• Tri-Party repo is a financial market instrument where a repo transaction between two parties is administered by a triparty agent which is a licensed financial institution.
• According to the RBI, “Tri-party repo is a type of repo contract where a third entity (apart from the borrower or lender), called a Tri-Party Agent, acts as an intermediary between the two parties to the repo to facilitate services like collateral selection, payment and settlement, custody and management during the life of the transaction.”
• In the case of triparty repo, ‘an investor places its money with a custodian bank, which in turn lends it to another institution, and then assets are pledged as collateral for the loan.’
• The RBI has notified the introduction of triparty repo in India in its April 11, 2017, Draft Directions.
• The triparty repo is a financial market instrument like the market repo and not like the Central Bank repo (RBI’s repo).
• This means that it may not have a monetary policy significance rather will have financial market significance.
The role of the triparty agent
• The differentiating factor in the case of triparty repo, from the market repo is the presence of the third party which is known as triparty agent. In the case of usual market repo, there is not such an entity.
• Job of the triparty agent is to administer the transaction between the lender and the borrower. Here, the agent does some post-trade processing-collateral selection, payment and settlement, custody and management during the life of the transaction. Actually, the tri-party agents are custodian banks who have the license to do the activity at the insistence of the central bank.
• Once a lender or borrower notifies about transactions, the agent matches the transaction amount, conditions and, if successful, processes the transaction. The agent automatically select from the securities account of the seller, sufficient collateral that satisfies the credit and liquidity criteria set by the buyer.

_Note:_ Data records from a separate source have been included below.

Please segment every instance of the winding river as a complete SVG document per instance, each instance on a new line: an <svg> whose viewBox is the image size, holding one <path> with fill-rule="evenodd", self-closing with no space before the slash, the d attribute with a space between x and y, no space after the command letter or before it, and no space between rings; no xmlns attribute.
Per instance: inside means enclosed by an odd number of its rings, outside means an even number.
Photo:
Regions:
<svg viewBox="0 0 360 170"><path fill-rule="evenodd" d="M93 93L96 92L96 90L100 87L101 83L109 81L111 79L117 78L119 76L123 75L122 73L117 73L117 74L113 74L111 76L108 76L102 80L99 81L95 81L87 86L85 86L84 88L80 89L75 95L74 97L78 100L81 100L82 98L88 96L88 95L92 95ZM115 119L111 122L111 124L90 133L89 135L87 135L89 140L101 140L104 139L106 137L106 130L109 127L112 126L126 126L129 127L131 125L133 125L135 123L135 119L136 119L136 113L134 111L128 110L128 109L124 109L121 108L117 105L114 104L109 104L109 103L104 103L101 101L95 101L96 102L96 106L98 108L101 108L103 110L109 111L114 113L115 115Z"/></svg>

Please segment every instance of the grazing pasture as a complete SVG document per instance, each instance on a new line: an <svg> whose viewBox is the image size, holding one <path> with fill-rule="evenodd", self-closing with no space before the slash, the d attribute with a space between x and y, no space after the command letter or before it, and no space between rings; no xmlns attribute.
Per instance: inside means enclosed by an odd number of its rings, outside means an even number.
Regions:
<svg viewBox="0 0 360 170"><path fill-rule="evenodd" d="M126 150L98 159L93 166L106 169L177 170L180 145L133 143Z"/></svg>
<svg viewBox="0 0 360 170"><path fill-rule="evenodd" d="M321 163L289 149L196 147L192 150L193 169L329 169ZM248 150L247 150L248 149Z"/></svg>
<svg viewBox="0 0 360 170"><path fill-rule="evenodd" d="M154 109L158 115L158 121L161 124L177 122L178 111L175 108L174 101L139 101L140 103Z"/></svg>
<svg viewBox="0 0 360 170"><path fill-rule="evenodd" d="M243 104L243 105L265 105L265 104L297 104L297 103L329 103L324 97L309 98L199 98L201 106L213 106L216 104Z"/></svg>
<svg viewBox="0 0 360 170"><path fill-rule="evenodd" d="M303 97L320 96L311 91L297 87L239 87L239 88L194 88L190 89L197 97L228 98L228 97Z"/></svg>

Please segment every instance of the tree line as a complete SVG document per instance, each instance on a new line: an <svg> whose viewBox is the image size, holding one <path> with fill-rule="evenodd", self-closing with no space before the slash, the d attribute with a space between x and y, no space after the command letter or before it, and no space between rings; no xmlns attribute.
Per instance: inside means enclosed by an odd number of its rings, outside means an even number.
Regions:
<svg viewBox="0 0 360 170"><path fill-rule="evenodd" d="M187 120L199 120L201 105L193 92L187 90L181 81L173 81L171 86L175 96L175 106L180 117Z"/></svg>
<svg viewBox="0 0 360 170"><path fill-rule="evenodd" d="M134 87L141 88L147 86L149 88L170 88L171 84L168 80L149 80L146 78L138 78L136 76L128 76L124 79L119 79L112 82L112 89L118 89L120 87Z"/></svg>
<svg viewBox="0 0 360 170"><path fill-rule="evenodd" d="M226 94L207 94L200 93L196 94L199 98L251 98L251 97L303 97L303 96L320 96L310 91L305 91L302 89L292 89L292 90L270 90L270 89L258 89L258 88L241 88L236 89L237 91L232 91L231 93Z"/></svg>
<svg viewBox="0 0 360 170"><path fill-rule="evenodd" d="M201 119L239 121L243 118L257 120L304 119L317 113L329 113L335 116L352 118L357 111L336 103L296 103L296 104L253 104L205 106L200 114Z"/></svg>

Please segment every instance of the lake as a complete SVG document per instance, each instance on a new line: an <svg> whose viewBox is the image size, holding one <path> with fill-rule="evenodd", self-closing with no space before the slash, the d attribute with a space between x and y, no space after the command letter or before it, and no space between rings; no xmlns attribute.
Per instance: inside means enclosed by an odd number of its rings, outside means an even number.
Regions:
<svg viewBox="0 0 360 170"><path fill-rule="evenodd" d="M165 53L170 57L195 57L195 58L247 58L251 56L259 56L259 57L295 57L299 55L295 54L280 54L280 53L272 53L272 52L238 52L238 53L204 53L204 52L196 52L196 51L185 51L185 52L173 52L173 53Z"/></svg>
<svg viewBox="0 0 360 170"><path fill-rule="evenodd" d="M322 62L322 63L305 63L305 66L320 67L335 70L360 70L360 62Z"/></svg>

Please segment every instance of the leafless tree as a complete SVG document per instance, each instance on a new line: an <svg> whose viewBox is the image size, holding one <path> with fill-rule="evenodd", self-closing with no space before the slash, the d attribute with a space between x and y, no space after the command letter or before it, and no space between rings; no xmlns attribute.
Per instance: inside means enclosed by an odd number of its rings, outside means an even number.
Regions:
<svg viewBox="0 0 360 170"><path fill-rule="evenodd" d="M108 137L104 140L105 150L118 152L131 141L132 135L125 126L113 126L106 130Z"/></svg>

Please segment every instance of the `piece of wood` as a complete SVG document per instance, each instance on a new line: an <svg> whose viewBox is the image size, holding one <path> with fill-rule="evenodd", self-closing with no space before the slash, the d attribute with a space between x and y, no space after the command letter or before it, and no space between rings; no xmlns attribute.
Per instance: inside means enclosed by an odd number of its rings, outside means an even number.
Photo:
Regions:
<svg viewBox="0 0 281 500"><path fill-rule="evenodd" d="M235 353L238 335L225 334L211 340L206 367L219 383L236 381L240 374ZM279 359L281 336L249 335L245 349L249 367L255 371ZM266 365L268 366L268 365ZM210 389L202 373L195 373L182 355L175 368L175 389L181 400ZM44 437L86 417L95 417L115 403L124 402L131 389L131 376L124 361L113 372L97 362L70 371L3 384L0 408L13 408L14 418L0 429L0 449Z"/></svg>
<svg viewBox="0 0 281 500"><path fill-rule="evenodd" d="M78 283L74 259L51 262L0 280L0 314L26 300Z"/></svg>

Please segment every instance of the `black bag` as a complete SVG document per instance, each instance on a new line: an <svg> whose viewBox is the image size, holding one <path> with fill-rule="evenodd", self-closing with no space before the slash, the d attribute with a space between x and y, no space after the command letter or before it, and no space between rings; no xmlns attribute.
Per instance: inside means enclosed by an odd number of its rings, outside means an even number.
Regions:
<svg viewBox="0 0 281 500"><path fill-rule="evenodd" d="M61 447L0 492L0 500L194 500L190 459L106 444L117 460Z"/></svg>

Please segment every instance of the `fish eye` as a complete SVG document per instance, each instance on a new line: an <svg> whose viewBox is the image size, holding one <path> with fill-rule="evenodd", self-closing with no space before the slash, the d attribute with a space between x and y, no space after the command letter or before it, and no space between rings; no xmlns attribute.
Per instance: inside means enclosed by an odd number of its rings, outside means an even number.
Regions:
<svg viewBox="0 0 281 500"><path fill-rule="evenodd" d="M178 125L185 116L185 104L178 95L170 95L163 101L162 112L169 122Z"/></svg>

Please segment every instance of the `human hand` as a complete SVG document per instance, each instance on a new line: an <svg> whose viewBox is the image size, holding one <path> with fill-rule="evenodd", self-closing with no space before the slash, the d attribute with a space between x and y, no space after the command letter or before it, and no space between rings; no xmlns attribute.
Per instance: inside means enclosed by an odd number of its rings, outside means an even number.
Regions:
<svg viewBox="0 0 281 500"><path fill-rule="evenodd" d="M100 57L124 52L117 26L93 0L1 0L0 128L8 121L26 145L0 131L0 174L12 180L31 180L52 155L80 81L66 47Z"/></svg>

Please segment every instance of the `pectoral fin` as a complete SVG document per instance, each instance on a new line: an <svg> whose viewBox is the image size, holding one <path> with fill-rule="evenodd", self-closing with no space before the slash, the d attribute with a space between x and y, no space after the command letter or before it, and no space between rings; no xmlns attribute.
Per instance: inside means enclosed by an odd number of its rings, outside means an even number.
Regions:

• Besides initiating the deal, the tri-party agent continues to manage the transaction by making revaluation of the collateral, margining, making income payments on the collateral etc.
• The triparty agent doesn’t change the relationship between the parties, and he does not participate in the risk of transactions. In case of default by one party, the impact still falls entirely on the other party. This means that the level of involvement of the agent is less.